Mladic, 78, who led Bosnian Serb forces during Bosnia’s 1992-95 war, had appealed against his 2017 conviction on charges of genocide, crimes against humanity and war crimes and his life sentence but the appeals chamber dismissed his appeal and affirmed the sentence of life imprisonment.
The verdict caps 25 years of trials at the ad hoc International Criminal Tribunal for the Former Yugoslavia (ICTY), which convicted 90 people for the crimes committed in the Bosnian war in which about 100,000 died and 2 million were displaced.
But Bosnia’s Serbs, Bosniaks and Croats still see the war through opposing lenses.
Bosnian Serb leader Milorad Dodik, who is currently chairing Bosnia’s tripartite inter-ethnic presidency, criticised the judgement as unfair, saying the ICTY was biased against Serbs and its rulings undermined the trust in international justice.
“It’s clear to us there is an attempt here to create a myth about genocide in Srebrenica which has never occurred,” Dodik said.
Most Serbs deny that genocide happened and say that Mladic was a Serb defender and a hero.

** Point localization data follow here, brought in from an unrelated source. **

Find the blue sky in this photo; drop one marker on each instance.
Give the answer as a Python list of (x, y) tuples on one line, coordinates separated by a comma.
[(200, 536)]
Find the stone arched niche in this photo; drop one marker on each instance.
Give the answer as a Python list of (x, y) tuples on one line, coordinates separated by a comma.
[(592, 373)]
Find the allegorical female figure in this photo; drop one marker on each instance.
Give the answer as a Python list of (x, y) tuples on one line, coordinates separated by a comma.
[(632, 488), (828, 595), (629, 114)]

“I think the Hague tribunal has been probably designed from the beginning as a court that would a priori judge one side, that is us … and I simply do not expect any justice, nothing,” said Bojan Stojnic, an economist, in Banja Luka, the largest Bosnian Serb city.
But Muslim Bosniaks, who suffered the greatest losses in the 1992-95 war, welcomed the ruling.
“It is important that his crimes from the last war have been named before the whole world,” said Sefik Dzaferovic, the Bosniak member of the country’s presidency. “The verdicts by international courts will have to be respected and implemented.”